Outcomes of Interest

The primary outcome of interest, the first readmission within 90 days of the index hospitalization, was determined by linking discharge data of individual patients using a unique identifier specified within the NRD. We also evaluated the designated reason for readmission, as defined by the primary ICD-9-CM diagnosis code and the total charges and LOS associated with readmission.

Covariates

During the index admission, multiple covariates associated with a patient's underlying IBD or perceived risk of readmission were evaluated. Patient demographics including age, sex, and primary insurance/payer for the index hospitalization. ICD-9-CM diagnosis codes were used to identify additional clinical factors suggested to be independent predictors or confounders of the relationship between IBD and hospital readmission.

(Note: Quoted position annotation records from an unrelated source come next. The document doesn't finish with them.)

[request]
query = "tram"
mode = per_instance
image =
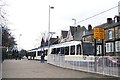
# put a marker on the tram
(70, 50)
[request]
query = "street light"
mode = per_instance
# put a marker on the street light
(19, 40)
(50, 7)
(74, 21)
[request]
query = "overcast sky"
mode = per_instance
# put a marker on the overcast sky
(30, 17)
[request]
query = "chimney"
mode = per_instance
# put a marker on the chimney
(116, 18)
(78, 28)
(109, 20)
(89, 27)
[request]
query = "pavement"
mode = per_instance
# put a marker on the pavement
(36, 69)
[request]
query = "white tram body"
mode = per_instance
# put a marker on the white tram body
(72, 51)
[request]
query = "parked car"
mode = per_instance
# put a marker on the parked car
(109, 61)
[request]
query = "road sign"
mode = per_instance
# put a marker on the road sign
(98, 33)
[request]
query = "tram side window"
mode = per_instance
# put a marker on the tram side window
(58, 51)
(62, 50)
(78, 49)
(46, 51)
(72, 50)
(66, 50)
(39, 53)
(53, 51)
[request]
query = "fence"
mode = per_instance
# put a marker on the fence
(103, 65)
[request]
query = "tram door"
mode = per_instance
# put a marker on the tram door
(99, 49)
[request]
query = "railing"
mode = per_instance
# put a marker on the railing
(102, 65)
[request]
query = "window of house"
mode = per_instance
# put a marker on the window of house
(109, 47)
(117, 46)
(118, 33)
(110, 34)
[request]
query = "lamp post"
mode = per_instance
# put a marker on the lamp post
(74, 21)
(50, 7)
(19, 40)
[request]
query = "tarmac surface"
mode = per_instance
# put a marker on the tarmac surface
(36, 69)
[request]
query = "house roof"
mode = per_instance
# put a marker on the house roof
(64, 34)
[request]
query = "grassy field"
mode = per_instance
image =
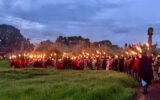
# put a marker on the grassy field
(51, 84)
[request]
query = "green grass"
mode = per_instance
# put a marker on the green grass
(51, 84)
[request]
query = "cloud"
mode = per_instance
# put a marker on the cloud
(22, 23)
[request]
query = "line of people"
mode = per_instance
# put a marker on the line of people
(143, 68)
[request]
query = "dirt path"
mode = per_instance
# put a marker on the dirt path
(153, 92)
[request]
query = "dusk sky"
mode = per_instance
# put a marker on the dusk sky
(120, 21)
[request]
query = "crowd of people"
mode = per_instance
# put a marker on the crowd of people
(143, 68)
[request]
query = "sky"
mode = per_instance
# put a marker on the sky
(121, 21)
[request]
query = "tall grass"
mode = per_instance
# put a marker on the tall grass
(51, 84)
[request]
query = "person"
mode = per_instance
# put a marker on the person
(145, 72)
(136, 67)
(158, 65)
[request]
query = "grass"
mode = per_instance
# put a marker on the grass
(52, 84)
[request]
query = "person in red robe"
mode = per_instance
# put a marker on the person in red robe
(146, 72)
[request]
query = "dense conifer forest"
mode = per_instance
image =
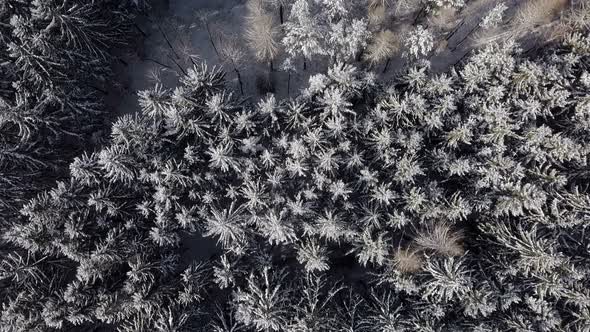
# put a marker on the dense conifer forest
(324, 165)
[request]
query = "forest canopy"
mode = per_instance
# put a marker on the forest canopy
(383, 195)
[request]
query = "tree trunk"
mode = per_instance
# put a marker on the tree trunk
(464, 38)
(289, 83)
(419, 14)
(211, 39)
(386, 65)
(168, 41)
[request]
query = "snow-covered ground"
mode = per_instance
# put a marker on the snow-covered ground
(176, 33)
(176, 36)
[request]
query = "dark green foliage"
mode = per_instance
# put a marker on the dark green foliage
(437, 202)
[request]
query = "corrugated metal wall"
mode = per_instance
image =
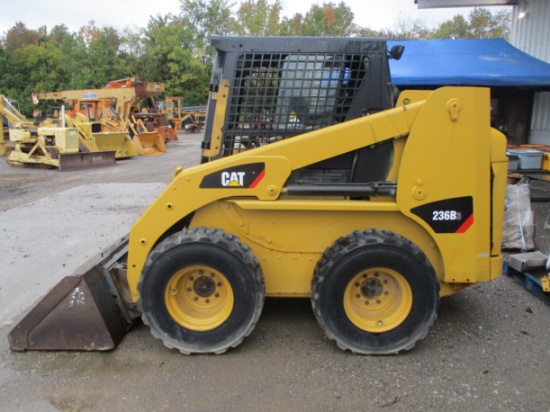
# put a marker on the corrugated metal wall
(532, 35)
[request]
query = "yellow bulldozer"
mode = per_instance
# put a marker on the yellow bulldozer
(48, 146)
(311, 186)
(114, 110)
(191, 118)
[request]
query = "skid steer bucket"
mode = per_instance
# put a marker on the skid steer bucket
(149, 143)
(118, 141)
(84, 312)
(86, 160)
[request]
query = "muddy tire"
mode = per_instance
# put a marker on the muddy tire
(375, 292)
(202, 291)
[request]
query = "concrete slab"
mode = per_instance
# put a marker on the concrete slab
(43, 241)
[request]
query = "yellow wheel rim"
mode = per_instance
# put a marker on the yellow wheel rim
(199, 298)
(378, 300)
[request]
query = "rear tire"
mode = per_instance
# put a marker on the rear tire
(202, 291)
(375, 292)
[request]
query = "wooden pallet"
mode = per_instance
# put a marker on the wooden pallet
(534, 282)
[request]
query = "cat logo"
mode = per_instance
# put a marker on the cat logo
(246, 176)
(233, 179)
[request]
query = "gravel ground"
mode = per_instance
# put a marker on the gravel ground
(489, 349)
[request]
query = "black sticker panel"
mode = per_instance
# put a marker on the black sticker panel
(237, 177)
(448, 216)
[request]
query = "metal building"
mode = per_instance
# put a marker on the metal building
(531, 33)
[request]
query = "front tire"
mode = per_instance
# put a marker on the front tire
(202, 291)
(375, 292)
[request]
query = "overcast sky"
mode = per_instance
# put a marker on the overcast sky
(374, 14)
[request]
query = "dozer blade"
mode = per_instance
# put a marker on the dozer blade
(82, 160)
(78, 314)
(149, 143)
(117, 141)
(168, 134)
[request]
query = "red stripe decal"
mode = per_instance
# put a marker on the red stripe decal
(257, 180)
(466, 225)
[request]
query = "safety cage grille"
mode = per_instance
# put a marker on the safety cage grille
(279, 95)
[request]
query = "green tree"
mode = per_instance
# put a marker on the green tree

These included the components of the Deyo-modification of the Charlson comorbidity index, which has been validated for use as a marker of comorbid illness in studies utilizing large administrative databases.11 Given our specific interest in the role that modifiable risk factors such as depression (ICD-9-CM 296.2, 296.3, 298,0 300.4, 311), chronic pain (338.2 or 338.4), tobacco abuse (305.1), and anxiety (300, 300.2) play in readmission we made the a priori decision to include these covariates in our analyses. For the definition of anxiety and depression, we used ICD-9-CM definitions that have previously been validated in IBD using administrative data.12 Similarly, we used diagnosis coding for Clostridium difficile infection (CDI) that has previously been utilized in HCUP databases.13 All ICD-9-CM codes used in our analyses are detailed in the Supplementary Table.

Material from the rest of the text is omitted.